From an overall market perspective, LPL Financial’s $600 million listing on Friday, June 4, arrives during a period of volatility, with a boomlet of financial services IPOs in the first four months of 2010 followed by a steep fall-off in May.
“This financial offering is a big surprise. The ability to sell stock right now is uncertain, and IPOs are being pulled left and right. More IPOs were pulled in the month of May than in December 2008,” said Richard Bove, a high-profile U.S. banking analyst now with Rochdale Securities in Stamford, Connecticut.
To come with a financial offering now is “gutsy,” Bove said, adding, “I do hope it’s a major success because it will indicate there’s money out there for money-instrument companies.”
Through April 22, 2010, the financial services sector has seen 10 IPO pricings, according to data from Renaissance Capital. This compares to only 11 financial services pricings in all of 2009 and a mere three pricings during the worst of the recession in 2008.

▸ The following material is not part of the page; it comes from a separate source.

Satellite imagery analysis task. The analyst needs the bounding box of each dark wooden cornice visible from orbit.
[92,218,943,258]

May’s performance aside, if financial services IPOs continue in 2010 as they have over the first four months of the year, they will match the pre-recession levels of pricings in 2007, which saw 29 pricings for the whole year, and 2006, which saw 27. But the current state of the stock market may not cooperate with LPL’s plans or, for that matter, investors’ desire to put their money into IPOs.
“We’re in a correction mode right now. The market has declined 10% to 20% from the S&P 500′s closing high of 1,217 on April 23. We are more than 12% below that level,” said Sam Stovall, S&P Equity Research chief investment strategist.